Heat shock transcription factor 2 predicts mucosal healing and promotes mucosal repair of ulcerative colitis
Published in Scandinavian Journal of Gastroenterology, 2020
Yunling Wen, Junkun Niu, Fengrui Zhang, Jing Wu, Maojuan Li, Yang Sun, Wen Wang, Shuxian Xia, Ying Tan, Kunhua Wang, Yinglei Miao
In our previous research, we discovered that heat shock transcription factor 2 (HSF2) was differentially expressed in UC patients and increased in parallel with the activity of UC. Moreover, the expression of HSF2 in the intestinal mucosa of UC patients was significantly higher than that in Crohn’s disease, Behcet’s disease, intestinal tuberculosis, infective enteritis and intestinal lymphoma [14]. Furthermore, hsf2-/-mice exhibited more severe intestinal inflammation than wild-type mice in a DSS-induced colitis model [15]. These results suggest that HSF2 plays an important role in the pathogenesis of UC and appears to be a novel potential biomarker for UC assessment.

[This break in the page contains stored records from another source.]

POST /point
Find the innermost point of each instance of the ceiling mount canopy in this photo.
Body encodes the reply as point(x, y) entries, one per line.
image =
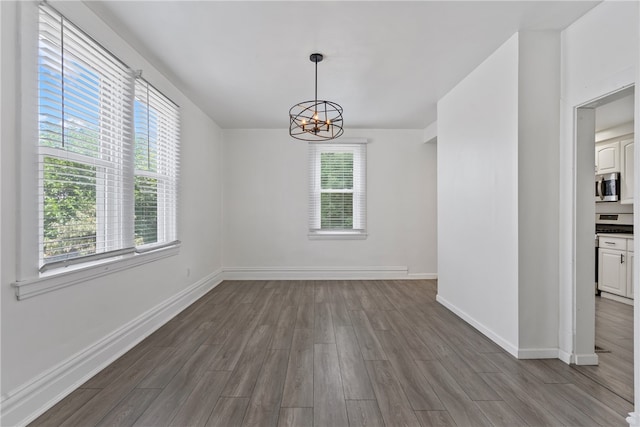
point(316, 120)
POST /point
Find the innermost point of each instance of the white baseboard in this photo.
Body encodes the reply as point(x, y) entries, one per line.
point(589, 359)
point(565, 357)
point(422, 276)
point(634, 419)
point(538, 353)
point(617, 298)
point(322, 273)
point(27, 402)
point(506, 345)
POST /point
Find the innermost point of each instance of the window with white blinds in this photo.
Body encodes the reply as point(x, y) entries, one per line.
point(157, 132)
point(89, 194)
point(337, 189)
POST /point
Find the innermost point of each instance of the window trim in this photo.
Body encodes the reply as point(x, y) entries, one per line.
point(63, 277)
point(314, 181)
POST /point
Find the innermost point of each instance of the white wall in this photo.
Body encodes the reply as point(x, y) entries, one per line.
point(599, 56)
point(40, 333)
point(478, 197)
point(266, 207)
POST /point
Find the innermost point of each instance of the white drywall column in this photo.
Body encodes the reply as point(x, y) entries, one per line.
point(478, 197)
point(599, 57)
point(538, 139)
point(498, 134)
point(634, 417)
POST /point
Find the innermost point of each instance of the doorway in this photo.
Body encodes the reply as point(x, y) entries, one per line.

HSF2 belongs to the heat shock transcription factor (HSF) family, which are DNA-binding proteins that regulate heat shock protein (HSP) transcription, playing a central role in the heat shock response. Heat shock responses are ubiquitous and exist in all organisms to protect cells against harmful conditions, including heat shock, oxidative stress and microbial infection [16]. Previous evidence has shown that HSF1 and HSP70 play roles in protecting against DSS-induced colitis [17]. HSP70 has been reported to prevent TLR4-mediated intestinal inflammation [18] and accelerate wound healing [19]. HSP27 regulates colonic myofibroblast migration and plays an important role in MH in the setting of inflammation [20]. HSP90, HSP70, and HSP27 all regulate the TGF-β/Smad signaling pathway [21–23]. The above studies indicated that HSF1 and HSPs are important for intestinal inflammation and mucosal repair in UC. Accordingly, we hypothesized that HSF2 has a similar effect, but the role of HSF2 in MH is unclear. To confirm this hypothesis, we conducted this study.